My Lords, I am sorry that the amendment is not as detailed as the one we discussed in Committee. I thought that the Government's argument against that amendment was extremely weak. We were told that because of the way in which the Bill amends the 1983 Act, it was very difficult for the draftsman to know whether all the principles would be in the list. That was a pathetic argument. If the draftsman could not ensure that we should not be pursuing this legislation. But now we have a much simpler amendment which, from the way people have been talking, is less satisfactory than the previous amendment but better than nothing.
I was not sure about the argument of the noble Lord, Lord Soley, that because four other Acts are mentioned in the amendment it might make practitioners more liable to prosecution under those Acts. But such law exists and if for some reason people went astray they could be prosecuted under those Acts anyway.
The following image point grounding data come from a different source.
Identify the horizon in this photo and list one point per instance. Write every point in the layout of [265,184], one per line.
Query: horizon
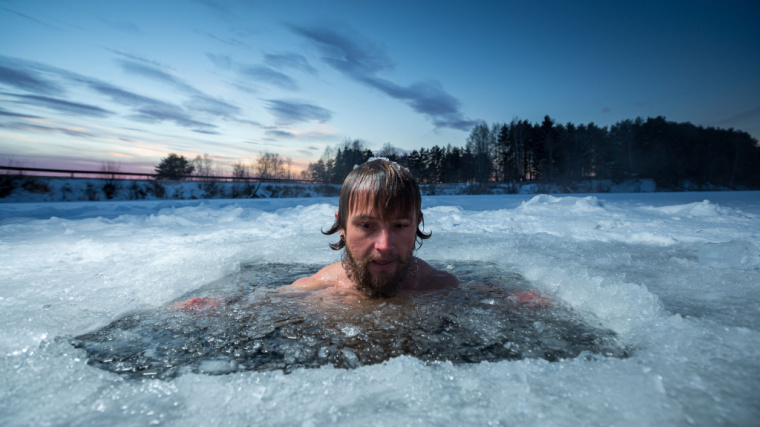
[87,83]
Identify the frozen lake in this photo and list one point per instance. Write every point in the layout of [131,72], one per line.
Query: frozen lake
[676,277]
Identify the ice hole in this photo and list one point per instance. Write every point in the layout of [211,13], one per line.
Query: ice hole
[256,327]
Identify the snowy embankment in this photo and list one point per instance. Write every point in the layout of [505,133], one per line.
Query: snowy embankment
[35,189]
[675,275]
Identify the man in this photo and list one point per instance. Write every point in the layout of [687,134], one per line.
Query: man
[379,221]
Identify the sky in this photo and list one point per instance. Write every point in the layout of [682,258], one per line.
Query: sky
[88,83]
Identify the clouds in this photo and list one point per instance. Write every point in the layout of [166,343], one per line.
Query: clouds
[261,74]
[43,80]
[67,107]
[290,112]
[362,60]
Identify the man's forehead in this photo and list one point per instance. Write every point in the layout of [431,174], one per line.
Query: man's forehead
[374,214]
[370,204]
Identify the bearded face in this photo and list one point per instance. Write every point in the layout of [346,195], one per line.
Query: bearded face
[372,285]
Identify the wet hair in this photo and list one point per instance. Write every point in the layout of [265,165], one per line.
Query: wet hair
[386,187]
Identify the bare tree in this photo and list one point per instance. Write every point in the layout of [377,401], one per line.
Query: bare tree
[269,166]
[205,166]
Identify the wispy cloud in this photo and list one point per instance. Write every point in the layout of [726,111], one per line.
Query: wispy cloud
[156,74]
[67,107]
[48,129]
[289,112]
[43,80]
[280,134]
[17,75]
[289,60]
[268,75]
[222,61]
[6,113]
[225,40]
[362,60]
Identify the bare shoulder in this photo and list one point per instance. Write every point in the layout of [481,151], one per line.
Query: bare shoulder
[330,275]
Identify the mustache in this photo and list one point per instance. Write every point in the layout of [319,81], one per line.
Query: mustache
[375,257]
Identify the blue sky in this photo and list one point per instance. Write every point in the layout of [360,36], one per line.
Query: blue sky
[88,82]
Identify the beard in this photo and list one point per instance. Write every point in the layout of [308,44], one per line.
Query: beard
[371,286]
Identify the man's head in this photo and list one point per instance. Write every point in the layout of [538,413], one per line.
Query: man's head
[378,218]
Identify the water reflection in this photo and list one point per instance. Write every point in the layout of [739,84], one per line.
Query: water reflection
[256,327]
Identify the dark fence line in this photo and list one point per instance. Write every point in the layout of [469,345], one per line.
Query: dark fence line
[134,175]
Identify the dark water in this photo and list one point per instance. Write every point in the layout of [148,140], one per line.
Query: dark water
[258,328]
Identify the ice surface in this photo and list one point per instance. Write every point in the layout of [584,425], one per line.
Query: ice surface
[490,317]
[674,276]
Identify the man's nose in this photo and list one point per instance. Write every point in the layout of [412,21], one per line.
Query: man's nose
[383,241]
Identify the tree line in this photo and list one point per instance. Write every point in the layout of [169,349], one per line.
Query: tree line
[667,152]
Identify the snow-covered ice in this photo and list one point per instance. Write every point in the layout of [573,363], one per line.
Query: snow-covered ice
[675,275]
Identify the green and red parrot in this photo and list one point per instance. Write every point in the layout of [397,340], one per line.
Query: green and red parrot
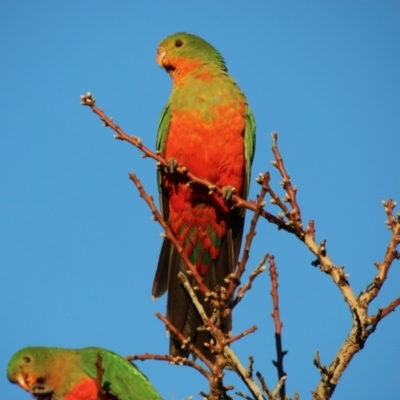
[207,126]
[51,373]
So it would not make any difference; it is just a way of identifying principles of discrimination.
The point made by the noble Lord, Lord Carlile, about the principles on the face of the Scottish Act is very important. Should we be legislating in the United Kingdom about the liberty of people with mental illness on grounds of different principles on different sides of the Border? I shall say something later about what the Minister said when he described the differences in another aspect of the Bill as one of the beauties of devolution. It is not a beauty of devolution if one's liberty is threatened on different grounds on two sides of a border in the same nation. That is a very unfortunate aspect of the Bill.
However, the Government seem determined to do this. I detect from the debate that they prefer this amendment to the one in Committee and perhaps they will see their way clear to putting principles, which according to their lights are appropriate, in the Bill. I support my noble friend.